だから、診断に違和感を覚えたら、セカンドオピニオンを利用するのはアリだぞ」
「セカンドオピニオンって?」
「ほかの病院を受診して、意見を聞くんだ。そうすることで、最初の病院の診断がほかの病院から見てどうなのか、吟味することができる」
「でも、ほかの病院を受診して、また『健康です』って言われたらどうしよう……」
「まあ、たしかにこわいよな。
なる、さっきも言ったけど、病院から『健康』って言われたからといって、なるに助けが必要なことを否定されるわけじゃないからな。
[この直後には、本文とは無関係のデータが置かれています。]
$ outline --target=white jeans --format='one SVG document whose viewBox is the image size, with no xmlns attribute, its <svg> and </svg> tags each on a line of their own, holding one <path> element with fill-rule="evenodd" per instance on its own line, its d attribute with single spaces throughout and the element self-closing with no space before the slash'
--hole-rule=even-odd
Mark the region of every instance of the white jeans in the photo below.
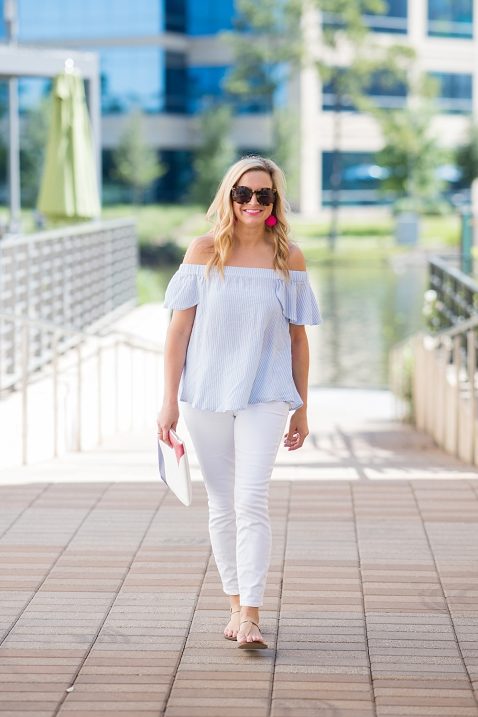
<svg viewBox="0 0 478 717">
<path fill-rule="evenodd" d="M 284 401 L 238 411 L 203 411 L 181 401 L 181 413 L 204 477 L 209 535 L 227 595 L 263 604 L 271 554 L 269 479 L 289 413 Z"/>
</svg>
そのうえで言うけど、なるは今回の診断が『誤診だったかも……』と思いながら、受け入れられるか?」
「それは……かなりもやもやします……」
「であれば、セカンドオピニオンを検討してみてもいいと思うぞ」
「うーん、でも……」
「なにか懸念があるのか?」
「なんか、自分に都合のいい診断をもらうためにズルしてるみたいだなって。後ろめたくて」
「なるほどな。じつはな、もぐちゃん先生は大学生のころ、精神医学の授業でこんなことを教わったんだ。
『ただしい診断とは、患者の役に立つ診断である』
つまりな、なるが発達障害なりうつなり、その診断を得ることでなるの生活の助けになるのであれば、それがただしい診断なんだ。自分に都合のいい診断、万々歳だ」
「では、なるが健康とは言い切れない理由、その2について説明するぞ。
発達障害ってな、じつは健康なひとと障害のあるひとにくっきりわかれるわけじゃないんだ。健康なひとと障害のあるひとはグラデーションになってる。だからどうしても、健康なひとと障害のあるひとのあいだに、『どっち?』ってひとが生まれてしまうんだ」
「そういうひとって、どうなるんですか?」
「まあ、本人たちも困るよな。発達障害のような困りごとを抱えているのに、病院では診断がつかない。かといって、健常者の基準で生活すると無理が生じる。こういうひとたちは、グレーゾーンや非定型発達って呼ばれるんだ」
「じゃあわたしも、グレーゾーンの可能性があるってことですか?」
「その可能性もありえるな」
「でも、グレーゾーンのひとは診断がつかないんですよね? どうやって自分がグレーゾーンだって判断すればいいんですか?」
「医学的な診断はつかないから、現状自分でグレーゾーンだと名乗ってしまうしかない」
「でも、グレーゾーンだと病院で治療が受けられないんですよね?」
「そこが難しいところなんだよなあ。だから対策としては、信頼できるひとに自分の困りごとを理解してもらい、どうすればいいか一緒に考えてもらうことが基本になる」
「そうなんですね……」
「でも、『自分は怠け者だ』って自分を責めるよりは、『自分はグレーゾーンかもしれない』と思うほうが、ちょっとは気が楽にならないか?」
「グレーゾーンって、診断がつくのと違って実体があやふやですけど。結局、薬が使えませんし……」
「まあ、これからどうするかはもぐちゃん先生と一緒に考えていこう。自分を責めるよりも、自分に合ったやりかたを考えていこうな」
「もぐちゃん先生、わたし、やっぱりセカンドオピニオンが受けられるようにお母さんに頼んでみようと思います。……誤診で後悔するのは、いやですから」
「おう、わかった。もぐちゃん先生はいつでも協力するからな」
「ああでも、お母さんを説得できなかったらどうしよう」
「そのときはもぐちゃん先生がどうするか一緒に考えるから、大丈夫だ」
「ああ、不安だなあ。でもとりあえず、なんとかしますね」
「おう、がんばれ!」
セカンドオピニオンをお母さんにお願いする決意をし、わたしは相談室をあとにした。
「……そう、現実的な制約のなかで、それでも前を向いて自分にできることをするしかないんだ。